The margin last reached this level in December 2014 and the last time it was higher was in June 2006, when it hit 2.50 per cent.
That has prompted comments from Reserve Bank Governor Adrian Orr that deposit interest rates should be higher.
But, by other measures, bank profitability levels were stable in the December quarter at pre-Covid levels. Banks’ return on equity was 12.9 per cent and return on assets 1.1 per cent.
Sam Stubbs, a former banker turned critic, has been calling for an inquiry into the sector since 2018 when Australia’s Royal Commission found widespread conduct issues across the sector.
That review didn’t address competition issues or profitability and a follow on review by New Zealand’s own regulators subsequently found pockets of conduct and culture issues that needed addressing here but it was not a systemic problem.
Three years after the onset of the Covid pandemic, the optics are very different. Banks are making record profits while borrowers are facing a cost of living crisis as mortgage rates rise at the fastest pace in history even as the cost of everything else is rising too.
Last year former prime minister Jacinda Ardern called for banks to assess their social license to operate. Now the National Party has called for a select committee inquiry into bank profits.

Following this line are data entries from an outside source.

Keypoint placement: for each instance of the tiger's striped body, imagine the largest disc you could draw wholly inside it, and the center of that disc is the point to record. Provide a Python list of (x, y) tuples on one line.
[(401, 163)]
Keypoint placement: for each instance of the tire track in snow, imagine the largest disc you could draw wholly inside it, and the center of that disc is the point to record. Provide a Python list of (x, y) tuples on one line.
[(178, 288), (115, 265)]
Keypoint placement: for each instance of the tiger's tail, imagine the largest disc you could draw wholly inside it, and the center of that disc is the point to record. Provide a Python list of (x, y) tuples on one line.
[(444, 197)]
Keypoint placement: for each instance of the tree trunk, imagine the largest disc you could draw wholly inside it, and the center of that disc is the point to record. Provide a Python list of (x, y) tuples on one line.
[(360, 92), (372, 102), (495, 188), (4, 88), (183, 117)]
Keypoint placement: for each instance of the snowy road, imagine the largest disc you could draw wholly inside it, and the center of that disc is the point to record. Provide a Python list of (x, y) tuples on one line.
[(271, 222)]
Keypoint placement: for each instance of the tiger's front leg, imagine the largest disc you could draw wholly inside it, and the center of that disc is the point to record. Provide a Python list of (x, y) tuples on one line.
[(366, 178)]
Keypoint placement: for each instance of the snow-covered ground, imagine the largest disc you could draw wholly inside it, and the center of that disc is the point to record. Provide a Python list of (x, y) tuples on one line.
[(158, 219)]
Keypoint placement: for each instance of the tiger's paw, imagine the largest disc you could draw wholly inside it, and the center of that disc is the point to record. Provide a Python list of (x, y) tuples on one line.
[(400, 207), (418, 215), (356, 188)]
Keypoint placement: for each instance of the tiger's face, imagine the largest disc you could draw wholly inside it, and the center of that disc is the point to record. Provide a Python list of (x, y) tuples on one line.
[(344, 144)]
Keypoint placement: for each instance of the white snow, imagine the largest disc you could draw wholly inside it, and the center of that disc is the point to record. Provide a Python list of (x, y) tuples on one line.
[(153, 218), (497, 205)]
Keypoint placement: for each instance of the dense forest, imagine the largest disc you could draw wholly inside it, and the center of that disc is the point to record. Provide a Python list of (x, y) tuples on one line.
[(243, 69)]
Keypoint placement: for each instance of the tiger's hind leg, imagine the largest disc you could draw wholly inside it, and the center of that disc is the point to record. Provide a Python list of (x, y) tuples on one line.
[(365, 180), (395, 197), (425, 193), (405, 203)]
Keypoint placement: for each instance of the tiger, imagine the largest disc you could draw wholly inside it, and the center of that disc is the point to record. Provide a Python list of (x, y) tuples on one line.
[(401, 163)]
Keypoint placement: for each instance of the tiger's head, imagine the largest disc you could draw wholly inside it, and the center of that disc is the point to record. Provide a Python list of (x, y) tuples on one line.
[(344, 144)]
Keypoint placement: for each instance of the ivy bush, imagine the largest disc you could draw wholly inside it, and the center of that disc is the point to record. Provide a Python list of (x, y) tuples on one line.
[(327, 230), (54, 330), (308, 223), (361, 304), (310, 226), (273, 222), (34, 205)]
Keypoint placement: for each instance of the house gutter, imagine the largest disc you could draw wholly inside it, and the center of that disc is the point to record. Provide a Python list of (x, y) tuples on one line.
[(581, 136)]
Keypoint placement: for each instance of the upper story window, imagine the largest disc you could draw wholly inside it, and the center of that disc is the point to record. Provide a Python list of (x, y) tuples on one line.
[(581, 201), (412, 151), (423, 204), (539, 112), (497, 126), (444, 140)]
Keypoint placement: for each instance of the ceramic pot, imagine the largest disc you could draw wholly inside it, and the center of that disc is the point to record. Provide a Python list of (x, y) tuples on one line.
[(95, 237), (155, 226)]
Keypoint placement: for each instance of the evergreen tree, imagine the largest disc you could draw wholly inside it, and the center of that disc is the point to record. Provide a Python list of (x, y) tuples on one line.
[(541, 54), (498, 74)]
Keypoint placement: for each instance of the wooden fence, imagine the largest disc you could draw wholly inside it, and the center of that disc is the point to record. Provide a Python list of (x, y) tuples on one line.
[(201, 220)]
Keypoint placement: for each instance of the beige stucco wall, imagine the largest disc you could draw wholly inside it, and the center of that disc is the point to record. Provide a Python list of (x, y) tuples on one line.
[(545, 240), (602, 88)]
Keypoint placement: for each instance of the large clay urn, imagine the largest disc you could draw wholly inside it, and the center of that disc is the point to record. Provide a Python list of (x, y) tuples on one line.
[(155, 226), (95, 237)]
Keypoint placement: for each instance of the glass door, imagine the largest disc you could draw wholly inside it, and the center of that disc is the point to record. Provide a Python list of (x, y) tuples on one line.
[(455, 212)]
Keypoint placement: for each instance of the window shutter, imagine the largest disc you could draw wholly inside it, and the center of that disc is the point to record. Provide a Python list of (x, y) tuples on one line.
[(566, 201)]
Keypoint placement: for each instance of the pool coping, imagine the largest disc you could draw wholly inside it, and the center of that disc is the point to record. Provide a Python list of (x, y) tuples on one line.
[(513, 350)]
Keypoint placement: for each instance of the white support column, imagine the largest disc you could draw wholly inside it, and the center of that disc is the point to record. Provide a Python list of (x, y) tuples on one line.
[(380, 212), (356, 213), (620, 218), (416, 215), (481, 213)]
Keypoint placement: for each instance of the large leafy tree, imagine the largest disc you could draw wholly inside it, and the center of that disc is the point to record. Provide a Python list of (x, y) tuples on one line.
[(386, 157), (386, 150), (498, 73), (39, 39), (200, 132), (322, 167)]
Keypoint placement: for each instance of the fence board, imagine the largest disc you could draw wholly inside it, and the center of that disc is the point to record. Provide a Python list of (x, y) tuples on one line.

Finance minister Grant Robertson has said he isn’t keen on having a “quick and dirty inquiry” and a decision had not been made yet on whether a Commerce Commission market study should be undertaken.
A market study would take longer but would also be more thorough and would take the political heat out of it.
Given there is public appetite for a look under the hood at bank profits and political will across the spectrum - albeit with divisions over the style of investigation - it would seem sensible to commit to a banking market study.
The banks will argue there is plenty of competition. And, yes, there are 27 registered banks in New Zealand. However, it appears to manifest as more of a cosy quadropoly than a highly competitive market.